My opinion for what it is worth. I am not convinced the square tip wing, or extended wing, actually makes a difference. To the best of my knowledge no one has ever done a comparison. The whole reason I had those wings is that I intended to try to do a comparison evaluation. The problem is no one (to my knowledge) has changed out ONLY the wings (ie one variable) and done a serious flight test evaluation. The same airframe has never had both sets of wings. In every case an airplane is built, then the owner/builder lauds the performance of the square tip wing with no true comparative data. He is comparing it to a completely different airplane.

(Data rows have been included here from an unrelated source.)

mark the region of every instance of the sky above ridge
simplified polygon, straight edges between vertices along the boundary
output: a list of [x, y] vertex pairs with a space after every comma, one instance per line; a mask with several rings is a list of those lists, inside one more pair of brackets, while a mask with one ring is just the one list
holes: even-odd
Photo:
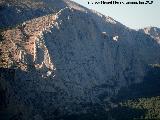
[[[96, 10], [104, 15], [110, 16], [122, 24], [139, 29], [149, 26], [160, 28], [160, 0], [153, 4], [95, 4], [95, 2], [110, 2], [115, 0], [72, 0], [87, 8]], [[116, 0], [117, 2], [139, 2], [139, 0]], [[146, 0], [140, 0], [146, 2]], [[89, 4], [88, 4], [89, 2]], [[93, 4], [92, 4], [93, 3]]]

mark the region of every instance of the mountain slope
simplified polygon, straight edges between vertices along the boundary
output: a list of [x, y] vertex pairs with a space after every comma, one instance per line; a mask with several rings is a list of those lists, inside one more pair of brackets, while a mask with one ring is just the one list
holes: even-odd
[[13, 93], [6, 94], [30, 106], [32, 117], [53, 119], [103, 104], [160, 62], [153, 38], [69, 0], [1, 4], [0, 65], [16, 68], [14, 82], [7, 82]]
[[154, 38], [158, 43], [160, 43], [160, 28], [157, 27], [146, 27], [144, 29], [140, 29], [140, 32], [143, 32], [147, 35], [150, 35]]

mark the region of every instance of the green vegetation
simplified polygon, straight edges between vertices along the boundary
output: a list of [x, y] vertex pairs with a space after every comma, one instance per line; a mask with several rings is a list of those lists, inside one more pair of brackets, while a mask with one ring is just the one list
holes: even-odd
[[121, 107], [138, 109], [144, 112], [138, 119], [160, 119], [160, 96], [152, 98], [139, 98], [120, 103]]
[[124, 87], [115, 98], [118, 107], [110, 110], [116, 120], [160, 119], [160, 65], [147, 68], [142, 83]]

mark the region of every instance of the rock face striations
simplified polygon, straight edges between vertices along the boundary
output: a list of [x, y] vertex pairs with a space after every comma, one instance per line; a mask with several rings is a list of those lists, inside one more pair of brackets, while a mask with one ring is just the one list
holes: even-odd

The only way to find out if there is a performance difference is to fly the exact airframe with both sets of wings, controlling the variables as much as possible, and doing a controlled flight test. Not just flying it around and saying "it flies better".
I do not know which wing is better and frankly I do not believe anyone else does either. It is just another Alaska "old wives tale" until properly tested.
My opinion only
Bill
Bill,
I flew a Super Cub with extended wings and droop tips, stock flaps and ailerons for several years at work. Floats much of the year, wheels the rest. Ran engine past tbo, and plane received a factory reman O-320. The next year, Maintenance had me bring it to ANC for recover in fall. Management wanted to get rid of the extended wings, and I didn’t argue, so a new set of wings were installed on the plane. To the best of my recollection, nothing else was done to the plane during recover. This was a 1969 plane, bought new by FWS and never wrecked.
I flew that plane, with stock wings, for about another year, mostly on floats.
There were two notable differences in that aircraft: First, it took a notably longer distance to get off the water, when heavy. The lake I operated off was narrow, so easy to see difference. No scientific tests done, but takeoff distance increased by over 100 feet, at least, and maybe more. Second, the airplane, with extended wings and original aileron location had very poor roll authority. I flew that thing in a lot of turbulence, and after a while, you realized the stick didn’t do much. With stock wings, roll authority was much better, very noticeable.
About the same time, a friend had his SC rebuilt, also on floats. His wings were extended, but ailerons were moved to the tips, and flaps extended. It too had an O-320. I flew that plane some, and it performed on takeoff very close to the plane I flew when it had long wings. But, and this was a big but, it had roll control. I was wishing we’d kept the long wings and done the aileron/flap mods.
Im not a test pilot, by any stretch of the imagination, but I flew that plane, day to day, working it, in all sorts of loads and missions, with a lot of low level maneuvering flight. I much preferred flying the stock wing to the long wings, with stock ailerons, even though takeoff performance clearly suffered. At the time, we were operating these aircraft as “Public Aircraft”, and our outfit “suggested” using 2050 GW. In fact, we operated some heavier than that.
I never did a comparison of takeoff distances on wheels, but I don’t think the long wings really helped performance much on wheels. Roll authority still sucked, though.
Floatplane performance really benefits from two things: wing and thrust. Talk to anyone who’s flying a Skywagon with Wing X on floats.
Again, totally unscientific observations….take them for what they’re worth.